Iran Shipping Signals Conceal Syria Ship Movements

By Jessica Donati and Daniel Fineren/Reuters

Satellite signals on position, course and speed are typically sent from onboard navigation systems with no human input. Others, like arrival time, are input by crew.

Peter Blackhurst, head of maritime security at Inmarsat, which provides satellite communication services, said a ship could get its Global Positioning System (GPS) to give false data, including pretending to be another vessel.

“That equipment is programmable one way or another,” he said, adding that he had come across data manipulation by ships involved in illegal fishing or waste dumping.

Syrian-owned Lady Rasha’s satellite track first mixed up with the Iranian-owned oil tanker Millionaire on October 20, when the tanker began transmitting the same signal as the cargo ship.

Lady Rasha was then docked in Benghazi, Libya. The Millionaire tanker was sailing in the Indian Ocean.

To do this, the Millionaire changed its MMSI, a message that contains both location and identity data, from 572450210 to match the Lady Rasha’s number: 677030700.

Although the Lady Rasha sent signals during its journey across the eastern Mediterranean, its identity was overwritten by the Iranian ship, which was also sending position signals of its own from the Indian Ocean.

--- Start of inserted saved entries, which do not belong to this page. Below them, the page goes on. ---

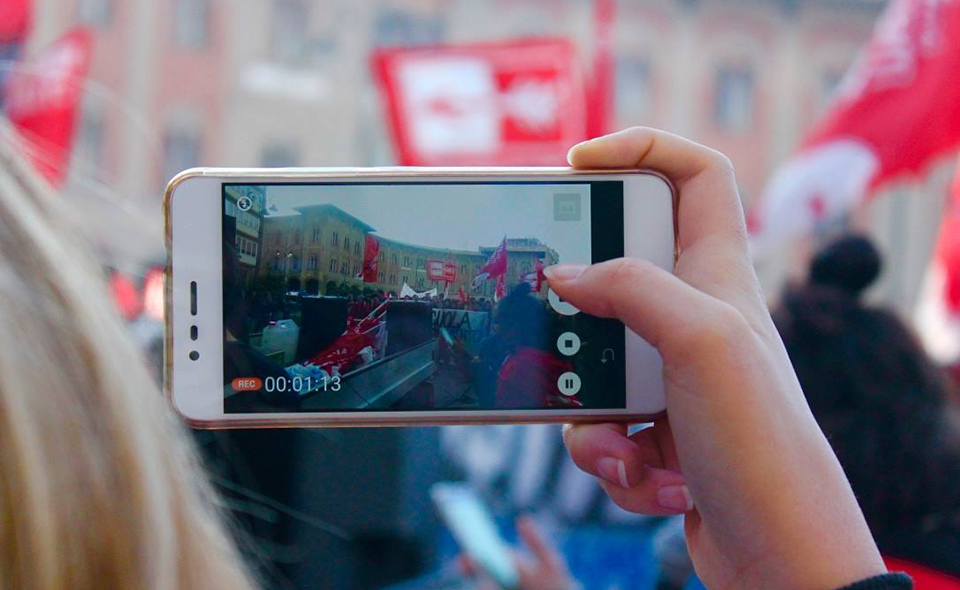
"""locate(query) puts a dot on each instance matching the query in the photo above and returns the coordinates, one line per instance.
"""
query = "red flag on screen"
(371, 259)
(41, 102)
(897, 108)
(535, 278)
(516, 103)
(937, 316)
(496, 265)
(501, 290)
(15, 16)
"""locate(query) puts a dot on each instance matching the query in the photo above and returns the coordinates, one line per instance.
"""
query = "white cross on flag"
(897, 108)
(518, 103)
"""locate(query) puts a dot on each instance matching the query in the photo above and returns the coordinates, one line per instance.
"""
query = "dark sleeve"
(884, 582)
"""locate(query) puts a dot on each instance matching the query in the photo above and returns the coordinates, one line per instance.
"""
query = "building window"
(192, 23)
(181, 150)
(633, 95)
(96, 13)
(279, 155)
(734, 101)
(288, 35)
(395, 26)
(91, 143)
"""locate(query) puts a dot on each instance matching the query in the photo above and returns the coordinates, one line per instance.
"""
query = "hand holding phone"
(766, 502)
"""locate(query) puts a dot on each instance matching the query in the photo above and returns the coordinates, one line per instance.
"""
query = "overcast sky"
(460, 217)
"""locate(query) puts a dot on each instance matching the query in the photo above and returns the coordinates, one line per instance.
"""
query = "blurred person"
(99, 486)
(527, 376)
(889, 413)
(765, 501)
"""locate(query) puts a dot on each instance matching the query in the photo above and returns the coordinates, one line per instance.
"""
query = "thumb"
(655, 304)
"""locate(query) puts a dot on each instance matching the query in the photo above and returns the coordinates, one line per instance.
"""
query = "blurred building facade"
(286, 82)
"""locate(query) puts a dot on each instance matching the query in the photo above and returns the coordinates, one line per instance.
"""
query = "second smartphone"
(347, 297)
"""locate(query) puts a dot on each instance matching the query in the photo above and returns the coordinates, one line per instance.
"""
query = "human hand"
(766, 502)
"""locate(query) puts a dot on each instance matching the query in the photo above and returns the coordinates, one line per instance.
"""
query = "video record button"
(569, 383)
(568, 344)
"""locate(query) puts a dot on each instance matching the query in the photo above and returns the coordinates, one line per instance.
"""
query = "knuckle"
(715, 333)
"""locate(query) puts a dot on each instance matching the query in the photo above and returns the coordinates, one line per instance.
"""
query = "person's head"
(887, 411)
(99, 487)
(522, 320)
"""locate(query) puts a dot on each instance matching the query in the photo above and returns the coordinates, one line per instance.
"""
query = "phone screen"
(342, 297)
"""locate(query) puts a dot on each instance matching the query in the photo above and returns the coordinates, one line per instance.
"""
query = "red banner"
(15, 16)
(371, 259)
(897, 109)
(509, 103)
(41, 102)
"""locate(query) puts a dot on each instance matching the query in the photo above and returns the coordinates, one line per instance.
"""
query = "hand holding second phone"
(766, 502)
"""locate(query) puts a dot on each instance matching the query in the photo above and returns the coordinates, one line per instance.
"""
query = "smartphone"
(475, 532)
(377, 297)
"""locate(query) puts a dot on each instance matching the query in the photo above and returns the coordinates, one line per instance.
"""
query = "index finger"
(709, 205)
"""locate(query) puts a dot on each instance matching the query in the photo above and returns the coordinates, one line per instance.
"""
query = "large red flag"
(371, 259)
(41, 102)
(897, 108)
(938, 311)
(513, 103)
(15, 16)
(495, 267)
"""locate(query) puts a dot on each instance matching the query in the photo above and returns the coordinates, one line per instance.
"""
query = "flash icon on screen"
(566, 207)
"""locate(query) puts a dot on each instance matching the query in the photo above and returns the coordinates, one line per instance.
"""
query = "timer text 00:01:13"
(280, 384)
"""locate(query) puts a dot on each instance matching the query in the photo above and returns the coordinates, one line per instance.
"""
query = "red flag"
(496, 265)
(41, 102)
(515, 103)
(501, 290)
(600, 92)
(938, 310)
(897, 108)
(15, 16)
(371, 259)
(536, 277)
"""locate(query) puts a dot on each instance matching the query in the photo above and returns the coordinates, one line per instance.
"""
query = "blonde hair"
(99, 486)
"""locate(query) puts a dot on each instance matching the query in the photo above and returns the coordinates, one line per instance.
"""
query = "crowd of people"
(99, 487)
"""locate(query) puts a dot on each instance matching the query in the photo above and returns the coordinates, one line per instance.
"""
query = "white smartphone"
(377, 297)
(475, 531)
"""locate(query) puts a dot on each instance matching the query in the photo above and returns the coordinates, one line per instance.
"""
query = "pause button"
(569, 383)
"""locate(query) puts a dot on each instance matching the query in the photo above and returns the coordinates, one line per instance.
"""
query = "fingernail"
(613, 470)
(564, 272)
(675, 498)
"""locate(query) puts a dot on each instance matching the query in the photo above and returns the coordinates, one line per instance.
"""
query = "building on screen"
(320, 245)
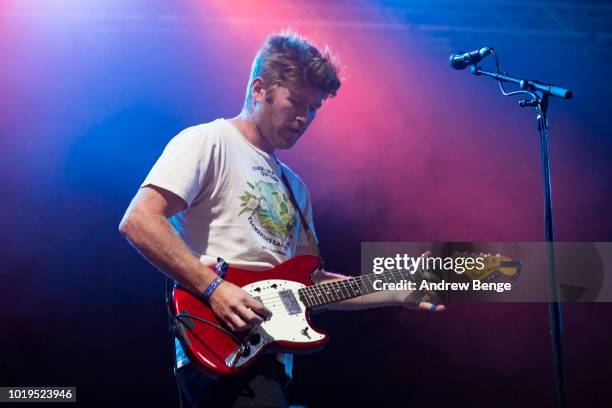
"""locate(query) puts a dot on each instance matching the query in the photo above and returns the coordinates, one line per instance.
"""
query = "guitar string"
(334, 287)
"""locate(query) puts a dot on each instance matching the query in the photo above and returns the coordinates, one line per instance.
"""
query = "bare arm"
(145, 225)
(376, 299)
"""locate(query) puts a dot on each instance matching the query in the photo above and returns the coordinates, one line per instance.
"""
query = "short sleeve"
(186, 165)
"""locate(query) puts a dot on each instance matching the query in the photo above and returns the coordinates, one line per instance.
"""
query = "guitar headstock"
(492, 266)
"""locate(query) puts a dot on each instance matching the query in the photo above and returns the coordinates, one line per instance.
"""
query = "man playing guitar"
(218, 190)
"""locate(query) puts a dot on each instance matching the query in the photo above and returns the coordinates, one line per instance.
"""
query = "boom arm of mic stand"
(527, 85)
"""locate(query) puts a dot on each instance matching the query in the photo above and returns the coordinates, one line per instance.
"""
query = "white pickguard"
(282, 326)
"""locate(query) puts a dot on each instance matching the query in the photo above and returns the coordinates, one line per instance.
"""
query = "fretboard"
(337, 291)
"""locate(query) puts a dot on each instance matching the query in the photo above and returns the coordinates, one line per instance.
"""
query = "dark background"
(409, 150)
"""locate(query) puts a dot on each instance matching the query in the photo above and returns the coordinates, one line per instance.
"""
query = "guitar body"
(217, 353)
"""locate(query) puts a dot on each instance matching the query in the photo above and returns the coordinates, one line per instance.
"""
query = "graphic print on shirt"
(271, 213)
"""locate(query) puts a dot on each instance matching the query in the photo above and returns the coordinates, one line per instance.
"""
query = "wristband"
(211, 288)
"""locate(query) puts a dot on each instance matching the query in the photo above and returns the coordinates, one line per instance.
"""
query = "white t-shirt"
(237, 205)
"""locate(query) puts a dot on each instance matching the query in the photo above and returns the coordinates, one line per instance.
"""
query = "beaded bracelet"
(211, 288)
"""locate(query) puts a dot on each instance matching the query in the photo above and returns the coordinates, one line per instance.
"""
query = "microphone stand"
(540, 93)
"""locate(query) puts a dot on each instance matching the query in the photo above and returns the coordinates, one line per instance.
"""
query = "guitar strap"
(312, 241)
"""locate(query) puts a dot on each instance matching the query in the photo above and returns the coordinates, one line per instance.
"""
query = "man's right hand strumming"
(236, 308)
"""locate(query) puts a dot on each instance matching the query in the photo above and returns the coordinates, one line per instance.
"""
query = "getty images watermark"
(490, 271)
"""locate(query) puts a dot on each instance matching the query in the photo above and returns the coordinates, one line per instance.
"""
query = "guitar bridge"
(290, 302)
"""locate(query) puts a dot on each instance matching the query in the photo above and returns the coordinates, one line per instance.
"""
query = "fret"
(331, 292)
(342, 284)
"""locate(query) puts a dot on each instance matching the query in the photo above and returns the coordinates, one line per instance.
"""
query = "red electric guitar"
(288, 291)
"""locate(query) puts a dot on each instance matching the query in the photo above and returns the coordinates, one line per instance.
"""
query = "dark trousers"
(263, 384)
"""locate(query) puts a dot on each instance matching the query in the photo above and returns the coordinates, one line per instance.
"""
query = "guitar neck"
(337, 291)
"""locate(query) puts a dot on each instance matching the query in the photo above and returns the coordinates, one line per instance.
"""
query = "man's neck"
(247, 126)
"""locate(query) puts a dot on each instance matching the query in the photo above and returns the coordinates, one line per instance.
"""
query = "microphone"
(462, 59)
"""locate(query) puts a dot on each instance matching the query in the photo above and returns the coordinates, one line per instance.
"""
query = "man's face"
(285, 114)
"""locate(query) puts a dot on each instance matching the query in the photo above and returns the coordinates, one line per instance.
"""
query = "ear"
(257, 90)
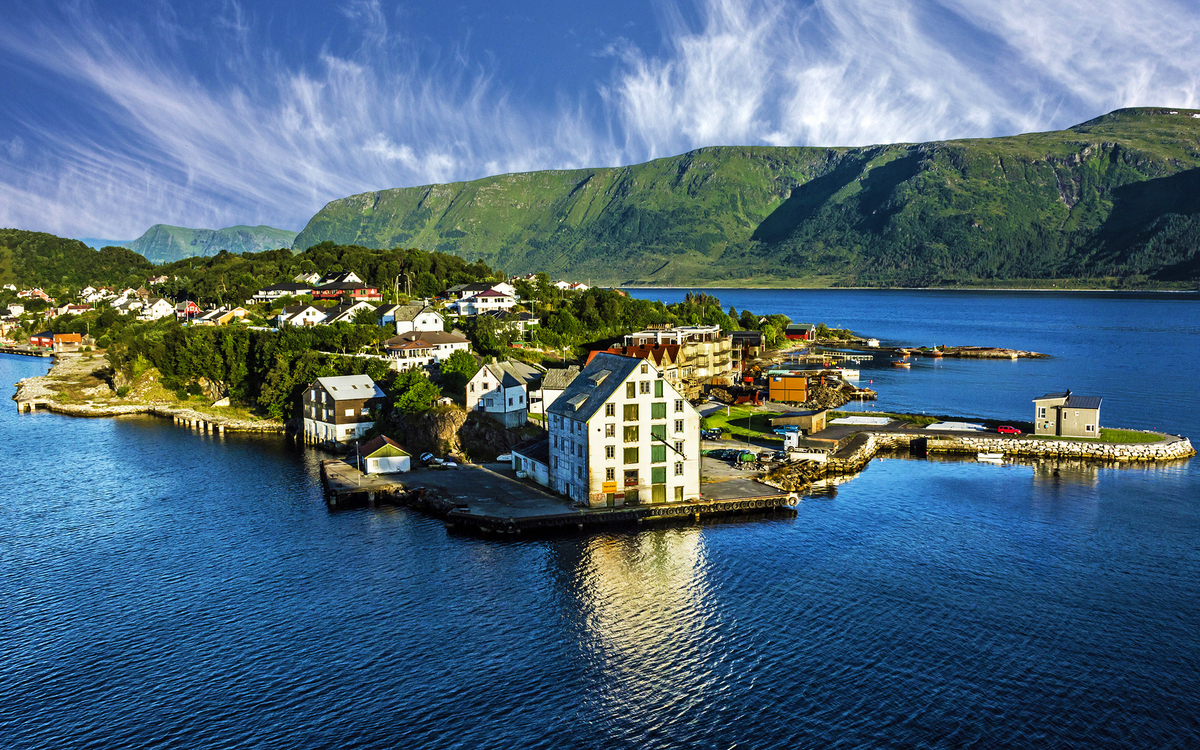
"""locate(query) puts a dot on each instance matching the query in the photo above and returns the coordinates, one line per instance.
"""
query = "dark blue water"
(166, 589)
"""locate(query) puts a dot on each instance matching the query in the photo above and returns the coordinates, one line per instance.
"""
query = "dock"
(27, 352)
(345, 485)
(492, 501)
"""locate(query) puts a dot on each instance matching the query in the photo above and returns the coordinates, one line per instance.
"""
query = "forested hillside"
(40, 259)
(1116, 198)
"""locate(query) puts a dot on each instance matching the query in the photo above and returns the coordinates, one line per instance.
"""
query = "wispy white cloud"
(150, 139)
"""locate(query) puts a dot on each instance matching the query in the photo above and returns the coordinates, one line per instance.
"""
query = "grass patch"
(1109, 436)
(921, 420)
(743, 423)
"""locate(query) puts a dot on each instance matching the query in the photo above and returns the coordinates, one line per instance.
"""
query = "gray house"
(1067, 415)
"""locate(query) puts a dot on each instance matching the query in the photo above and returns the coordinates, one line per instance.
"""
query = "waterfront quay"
(491, 499)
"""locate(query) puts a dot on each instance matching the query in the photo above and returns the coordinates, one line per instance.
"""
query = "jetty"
(493, 501)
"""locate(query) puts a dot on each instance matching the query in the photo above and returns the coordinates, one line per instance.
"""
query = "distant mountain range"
(1116, 198)
(163, 243)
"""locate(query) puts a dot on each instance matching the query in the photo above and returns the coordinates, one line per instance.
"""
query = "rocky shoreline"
(40, 391)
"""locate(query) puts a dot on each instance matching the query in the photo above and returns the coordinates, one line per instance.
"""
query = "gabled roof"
(409, 312)
(430, 337)
(345, 388)
(583, 396)
(379, 447)
(1062, 395)
(558, 379)
(513, 372)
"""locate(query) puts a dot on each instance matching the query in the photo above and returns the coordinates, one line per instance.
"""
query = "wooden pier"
(27, 352)
(345, 485)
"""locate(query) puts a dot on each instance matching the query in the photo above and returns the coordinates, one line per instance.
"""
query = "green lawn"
(743, 423)
(921, 420)
(1109, 436)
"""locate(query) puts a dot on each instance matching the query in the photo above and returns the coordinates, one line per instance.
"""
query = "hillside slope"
(1115, 197)
(40, 259)
(163, 243)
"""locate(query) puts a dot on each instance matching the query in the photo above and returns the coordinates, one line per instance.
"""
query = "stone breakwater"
(855, 455)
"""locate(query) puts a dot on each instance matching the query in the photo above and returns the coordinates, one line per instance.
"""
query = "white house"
(337, 409)
(417, 318)
(552, 385)
(300, 315)
(279, 291)
(382, 455)
(346, 312)
(621, 433)
(157, 309)
(532, 461)
(502, 391)
(483, 303)
(424, 348)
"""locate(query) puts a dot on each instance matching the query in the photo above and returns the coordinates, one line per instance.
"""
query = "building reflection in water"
(642, 604)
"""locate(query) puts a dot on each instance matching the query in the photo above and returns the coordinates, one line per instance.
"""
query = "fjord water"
(160, 588)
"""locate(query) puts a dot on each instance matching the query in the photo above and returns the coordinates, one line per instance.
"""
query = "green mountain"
(40, 259)
(1116, 198)
(163, 244)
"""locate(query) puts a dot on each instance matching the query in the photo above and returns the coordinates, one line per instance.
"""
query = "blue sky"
(119, 115)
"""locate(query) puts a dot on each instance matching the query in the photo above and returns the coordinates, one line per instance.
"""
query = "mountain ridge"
(166, 243)
(1117, 196)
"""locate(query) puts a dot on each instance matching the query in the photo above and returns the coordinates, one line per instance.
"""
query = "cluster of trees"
(57, 264)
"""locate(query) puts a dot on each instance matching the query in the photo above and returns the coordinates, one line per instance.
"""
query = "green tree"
(459, 369)
(414, 393)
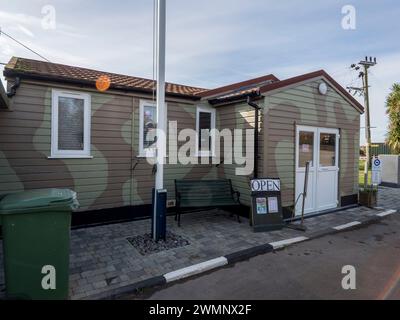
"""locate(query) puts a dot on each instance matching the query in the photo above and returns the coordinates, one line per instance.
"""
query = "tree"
(393, 111)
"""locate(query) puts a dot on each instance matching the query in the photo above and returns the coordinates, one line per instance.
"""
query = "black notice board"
(266, 204)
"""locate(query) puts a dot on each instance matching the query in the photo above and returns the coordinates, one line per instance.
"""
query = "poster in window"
(273, 205)
(149, 126)
(261, 204)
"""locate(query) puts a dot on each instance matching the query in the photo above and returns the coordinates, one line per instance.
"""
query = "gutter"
(4, 101)
(90, 83)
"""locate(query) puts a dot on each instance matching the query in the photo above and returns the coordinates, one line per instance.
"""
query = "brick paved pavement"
(102, 259)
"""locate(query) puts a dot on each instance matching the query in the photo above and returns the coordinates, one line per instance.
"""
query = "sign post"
(266, 204)
(376, 178)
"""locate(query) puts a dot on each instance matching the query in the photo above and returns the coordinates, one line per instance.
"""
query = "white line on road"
(286, 242)
(195, 269)
(347, 225)
(386, 213)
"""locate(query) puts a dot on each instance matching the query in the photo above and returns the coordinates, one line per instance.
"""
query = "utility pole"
(366, 64)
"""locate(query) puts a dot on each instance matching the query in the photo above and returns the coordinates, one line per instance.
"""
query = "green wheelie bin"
(36, 234)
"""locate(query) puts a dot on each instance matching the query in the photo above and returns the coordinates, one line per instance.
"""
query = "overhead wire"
(25, 46)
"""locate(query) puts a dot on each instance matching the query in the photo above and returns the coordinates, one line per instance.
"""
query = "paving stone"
(102, 259)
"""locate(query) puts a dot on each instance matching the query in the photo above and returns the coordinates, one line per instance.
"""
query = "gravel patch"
(146, 245)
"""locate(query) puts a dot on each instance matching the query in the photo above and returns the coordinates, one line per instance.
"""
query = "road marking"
(286, 242)
(195, 269)
(386, 213)
(347, 225)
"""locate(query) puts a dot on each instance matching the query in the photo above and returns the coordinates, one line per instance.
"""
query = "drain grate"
(146, 245)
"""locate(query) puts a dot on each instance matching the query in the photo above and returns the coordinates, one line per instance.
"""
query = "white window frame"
(55, 152)
(203, 153)
(147, 152)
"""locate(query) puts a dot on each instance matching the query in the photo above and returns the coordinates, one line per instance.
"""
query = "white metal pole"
(160, 75)
(159, 208)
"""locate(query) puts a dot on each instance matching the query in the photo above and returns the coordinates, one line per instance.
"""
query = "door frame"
(315, 165)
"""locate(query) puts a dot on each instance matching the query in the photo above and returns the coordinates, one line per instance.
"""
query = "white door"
(319, 146)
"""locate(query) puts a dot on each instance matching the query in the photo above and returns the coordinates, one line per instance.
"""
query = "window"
(327, 149)
(205, 121)
(70, 124)
(147, 128)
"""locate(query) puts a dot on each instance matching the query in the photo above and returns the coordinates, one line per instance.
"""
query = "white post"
(159, 196)
(160, 75)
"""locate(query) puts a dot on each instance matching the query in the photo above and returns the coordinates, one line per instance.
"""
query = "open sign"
(258, 185)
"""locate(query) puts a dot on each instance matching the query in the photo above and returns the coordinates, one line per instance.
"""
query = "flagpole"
(160, 195)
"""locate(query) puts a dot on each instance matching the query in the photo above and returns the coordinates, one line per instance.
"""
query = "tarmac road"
(310, 270)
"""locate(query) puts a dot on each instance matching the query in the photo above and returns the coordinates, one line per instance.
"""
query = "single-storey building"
(59, 130)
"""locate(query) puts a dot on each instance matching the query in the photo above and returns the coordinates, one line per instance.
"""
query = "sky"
(213, 43)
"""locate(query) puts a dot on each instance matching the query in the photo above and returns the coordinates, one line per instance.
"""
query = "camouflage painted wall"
(107, 180)
(240, 116)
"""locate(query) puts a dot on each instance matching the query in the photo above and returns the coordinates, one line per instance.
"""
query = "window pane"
(204, 134)
(306, 148)
(70, 123)
(149, 126)
(327, 152)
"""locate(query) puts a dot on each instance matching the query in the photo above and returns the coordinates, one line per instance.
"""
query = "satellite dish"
(323, 88)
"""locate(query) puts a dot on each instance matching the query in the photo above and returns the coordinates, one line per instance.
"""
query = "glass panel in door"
(306, 148)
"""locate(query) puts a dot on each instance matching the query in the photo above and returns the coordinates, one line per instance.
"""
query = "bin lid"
(37, 198)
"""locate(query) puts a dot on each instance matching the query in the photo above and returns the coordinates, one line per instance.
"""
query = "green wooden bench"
(190, 194)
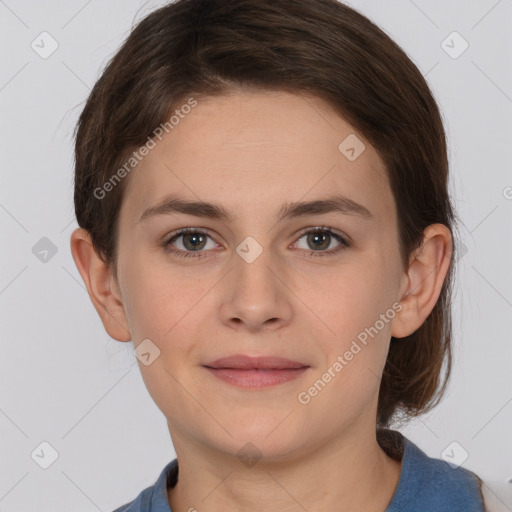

As a result, the Millionaire appears to be undertaking two parallel journeys thousands of miles apart, while the Lady Rasha’s track is not plotted.

On one track the Millionaire can been seen sailing the Lady Rasha’s course in the Mediterranean, and on the other it is powering though the Indian Ocean from east Asia back to Iran.

However, another piece of identification data, the IMO, can’t be changed, and that, too, is sent with every message on position, which enabled vessel-tracking experts to detect that signals came from two different ships.